With potential Ukraine peace negotiations on the horizon, international accountability for Russia’s actions faces increasing uncertainty, according to Fredrik Wesslau, distinguished policy fellow at the Stockholm Centre for Eastern European Studies.
In an opinion piece for Politico published on 18 March, Wesslau warns that a “bad peace deal for Ukraine” appears increasingly likely, making accountability for Russian war crimes “a more distant prospect than at any time since Russia’s full-throttle invasion of Ukraine.”
The Trump administration has demonstrated willingness to negotiate peace “largely on Russia’s terms.” This approach has already manifested in the US withdrawal from the International Center for the Prosecution of the Crime of Aggression against Ukraine, which investigates leadership responsibility for the invasion.
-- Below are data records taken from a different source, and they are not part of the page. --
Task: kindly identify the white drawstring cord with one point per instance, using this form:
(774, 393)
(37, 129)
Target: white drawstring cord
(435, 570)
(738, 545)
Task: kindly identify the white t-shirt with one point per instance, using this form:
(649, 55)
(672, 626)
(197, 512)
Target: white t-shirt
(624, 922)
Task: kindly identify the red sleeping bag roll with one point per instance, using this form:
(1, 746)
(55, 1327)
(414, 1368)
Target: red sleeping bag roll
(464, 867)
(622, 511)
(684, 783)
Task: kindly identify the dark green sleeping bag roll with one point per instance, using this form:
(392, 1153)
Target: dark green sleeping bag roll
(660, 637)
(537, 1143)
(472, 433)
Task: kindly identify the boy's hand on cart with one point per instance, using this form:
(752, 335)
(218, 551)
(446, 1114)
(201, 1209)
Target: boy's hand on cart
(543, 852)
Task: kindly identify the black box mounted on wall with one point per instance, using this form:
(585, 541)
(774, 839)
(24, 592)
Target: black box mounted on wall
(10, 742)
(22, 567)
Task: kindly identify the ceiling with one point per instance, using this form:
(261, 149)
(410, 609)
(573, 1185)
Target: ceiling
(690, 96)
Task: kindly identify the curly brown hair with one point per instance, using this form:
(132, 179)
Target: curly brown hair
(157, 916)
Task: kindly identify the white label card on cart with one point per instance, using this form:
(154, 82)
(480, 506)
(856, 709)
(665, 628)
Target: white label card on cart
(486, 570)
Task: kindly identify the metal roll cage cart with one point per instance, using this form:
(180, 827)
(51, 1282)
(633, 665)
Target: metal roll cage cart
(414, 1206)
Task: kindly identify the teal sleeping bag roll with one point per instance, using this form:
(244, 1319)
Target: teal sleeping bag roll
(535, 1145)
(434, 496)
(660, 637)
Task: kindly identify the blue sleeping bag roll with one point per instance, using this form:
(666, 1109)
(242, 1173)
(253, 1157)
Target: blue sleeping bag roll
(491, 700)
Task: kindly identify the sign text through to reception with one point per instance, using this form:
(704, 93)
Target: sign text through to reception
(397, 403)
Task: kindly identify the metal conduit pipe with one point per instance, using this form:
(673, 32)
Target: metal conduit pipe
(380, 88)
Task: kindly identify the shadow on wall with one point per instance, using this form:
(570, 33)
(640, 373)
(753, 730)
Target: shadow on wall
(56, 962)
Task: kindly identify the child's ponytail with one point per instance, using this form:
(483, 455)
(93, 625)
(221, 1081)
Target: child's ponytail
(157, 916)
“The current US administration is hostile to international justice,” Wesslau writes, citing sanctions imposed against the International Criminal Court for investigations into Israeli officials – sanctions that now hamper the court’s ability to investigate war crimes in Ukraine.
Wesslau cautions that Trump might accept an amnesty clause for Russian President Vladimir Putin and other Kremlin officials involved in the war. Such a move would align with Trump’s worldview that “might makes right” and his “strongman admiration of Putin,” according to the opinion piece.
An amnesty for serious international crimes would violate international law, Wesslau notes, while empowering other autocrats to “seize others’ territory without consequences.”
EU action required right now
Wesslau urges the European Union to act immediately, before peace negotiations begin, to “lock in and protect accountability efforts in Ukraine.” The centerpiece of this strategy should be establishing the proposed Special International Tribunal for the Crime of Aggression.
“Russia’s aggression against Ukraine is the original crime that paved the way for all other international crimes committed in Ukraine,” Wesslau writes in Politico. Unlike war crimes and genocide, no international tribunal currently exists that can prosecute aggression, necessitating an ad hoc tribunal.
Nearly 40 countries have been working with Ukraine since 2023 to establish this tribunal, and Wesslau notes they are “now close to agreeing on how it would operate.” If a peace deal includes amnesty provisions, establishing the tribunal afterward would become politically challenging.